California, United States [RenewableEnergyWorld.com] Cobalt Technologies this week said that it has made a breakthrough in producing biobutanol from beetle-killed lodgepole pine feedstock. Cobalt claims to be the first company to produce a drop-in replacement for petroleum and petrochemicals from beetle-affected lodgepole pine.
To evaluate the fuel’s viability for commercial vehicles, the company has signed a fuel testing partnership with Colorado State University.
“With this breakthrough, we’ve been able to turn a problem into an opportunity,” said Rick Wilson, Ph.D., chief executive officer of Cobalt Technologies. “Harvesting beetle-killed trees could produce low-carbon fuels and chemicals, establish a foundation for a sustainable biorefinery industry and create jobs, particularly in rural areas.

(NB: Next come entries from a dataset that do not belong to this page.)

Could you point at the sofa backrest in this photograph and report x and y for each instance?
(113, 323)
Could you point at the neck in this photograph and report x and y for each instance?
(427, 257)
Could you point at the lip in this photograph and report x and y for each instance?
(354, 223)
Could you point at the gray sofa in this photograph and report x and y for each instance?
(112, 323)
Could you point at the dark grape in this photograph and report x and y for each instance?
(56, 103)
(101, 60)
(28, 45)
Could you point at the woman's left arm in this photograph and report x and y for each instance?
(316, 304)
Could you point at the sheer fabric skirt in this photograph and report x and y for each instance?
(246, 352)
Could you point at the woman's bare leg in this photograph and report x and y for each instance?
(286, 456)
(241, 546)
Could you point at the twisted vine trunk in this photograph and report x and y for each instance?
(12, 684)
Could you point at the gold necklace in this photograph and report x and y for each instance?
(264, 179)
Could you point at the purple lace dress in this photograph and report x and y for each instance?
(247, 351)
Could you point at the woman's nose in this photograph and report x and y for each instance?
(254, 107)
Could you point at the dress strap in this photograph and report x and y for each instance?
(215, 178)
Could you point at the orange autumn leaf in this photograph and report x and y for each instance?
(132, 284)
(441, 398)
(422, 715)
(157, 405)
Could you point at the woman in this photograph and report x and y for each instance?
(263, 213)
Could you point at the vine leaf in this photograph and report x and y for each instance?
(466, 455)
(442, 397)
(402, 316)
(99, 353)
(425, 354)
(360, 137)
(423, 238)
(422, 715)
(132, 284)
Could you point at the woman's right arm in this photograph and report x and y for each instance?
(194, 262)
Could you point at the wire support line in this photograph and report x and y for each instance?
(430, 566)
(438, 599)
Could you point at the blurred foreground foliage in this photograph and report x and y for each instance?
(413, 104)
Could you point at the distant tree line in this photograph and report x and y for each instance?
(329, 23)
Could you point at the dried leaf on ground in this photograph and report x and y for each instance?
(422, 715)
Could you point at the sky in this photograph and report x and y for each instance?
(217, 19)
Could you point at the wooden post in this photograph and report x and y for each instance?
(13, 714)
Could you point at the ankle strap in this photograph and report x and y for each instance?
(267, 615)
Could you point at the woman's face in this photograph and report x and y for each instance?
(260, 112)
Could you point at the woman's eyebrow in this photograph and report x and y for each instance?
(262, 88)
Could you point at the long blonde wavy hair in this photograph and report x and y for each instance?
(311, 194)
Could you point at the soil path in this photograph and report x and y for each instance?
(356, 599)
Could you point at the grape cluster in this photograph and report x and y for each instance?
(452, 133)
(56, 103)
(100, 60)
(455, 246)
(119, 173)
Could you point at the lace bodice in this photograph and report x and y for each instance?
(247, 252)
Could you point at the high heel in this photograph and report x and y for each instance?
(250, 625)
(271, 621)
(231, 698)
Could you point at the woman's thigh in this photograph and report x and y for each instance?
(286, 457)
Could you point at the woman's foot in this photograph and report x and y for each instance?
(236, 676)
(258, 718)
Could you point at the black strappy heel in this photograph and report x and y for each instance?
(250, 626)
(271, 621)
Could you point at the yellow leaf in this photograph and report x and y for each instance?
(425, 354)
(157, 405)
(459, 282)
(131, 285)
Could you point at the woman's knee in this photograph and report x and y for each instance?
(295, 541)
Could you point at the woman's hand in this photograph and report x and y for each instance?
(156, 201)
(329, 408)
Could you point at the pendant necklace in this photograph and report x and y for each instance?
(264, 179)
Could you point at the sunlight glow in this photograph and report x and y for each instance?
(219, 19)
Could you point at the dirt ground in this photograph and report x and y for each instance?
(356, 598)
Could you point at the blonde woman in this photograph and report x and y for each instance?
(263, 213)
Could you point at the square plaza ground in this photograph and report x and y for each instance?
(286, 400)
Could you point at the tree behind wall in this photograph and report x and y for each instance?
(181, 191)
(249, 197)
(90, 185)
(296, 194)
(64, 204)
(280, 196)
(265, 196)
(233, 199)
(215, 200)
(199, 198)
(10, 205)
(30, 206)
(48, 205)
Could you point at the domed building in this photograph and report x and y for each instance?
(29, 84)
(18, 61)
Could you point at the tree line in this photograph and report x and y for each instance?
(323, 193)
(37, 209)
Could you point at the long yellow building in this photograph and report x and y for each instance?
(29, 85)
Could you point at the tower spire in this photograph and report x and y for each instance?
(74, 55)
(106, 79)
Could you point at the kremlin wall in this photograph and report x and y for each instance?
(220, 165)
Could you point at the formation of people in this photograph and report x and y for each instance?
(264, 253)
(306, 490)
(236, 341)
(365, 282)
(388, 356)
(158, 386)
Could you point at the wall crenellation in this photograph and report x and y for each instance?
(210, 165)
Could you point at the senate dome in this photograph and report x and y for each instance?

If we use only half of the 2.3 million acres currently affected in Colorado alone, we could produce over two billion gallons of biobutanol — enough to blend into all the gasoline used in Colorado for six years.”
Cobalt Technologies has partnered with Colorado State University to perform engine testing with a gasoline-butanol blend made with the biobutanol from beetle-killed wood. The fuel testing will be performed at Colorado State University’s renowned Engines and Energy Conversion Laboratory under the auspices of the University’s Sustainable Bioenergy Development Center.
Colorado’s pine forests have been devastated by the mountain pine beetle, which has infested nearly half of the state’s five million acres of pine forest. Additionally, millions of acres of lodgepole and ponderosa pines across the Western United States and Canada have been infested, with 40 million acres in British Columbia alone. From Canada to the Mexican border, the destructive path of the pine beetle has left brown, dead trees, which have little use, pose a significant fire hazard and threaten communities.
“Clearly, this is a significant achievement and a major step forward toward the production of cellulosic biofuels. Converting beetle-killed pine for biofuels is an extremely difficult process,” said Ken Reardon, professor of Chemical and Biological Engineering at Colorado State University. “If Cobalt can convert beetle-killed wood, it’s likely that the company can make biofuel from almost any cellulosic feedstock.”
Cobalt Technologies converts non-food feedstock, such as forest waste and mill residues into n-butanol, a product that can be used as a drop-in biofuel to be blended with gasoline, diesel and ethanol, as well as converted into jet fuel and plastics, or sold as is for use in paints, cleaners, adhesives and flavorings.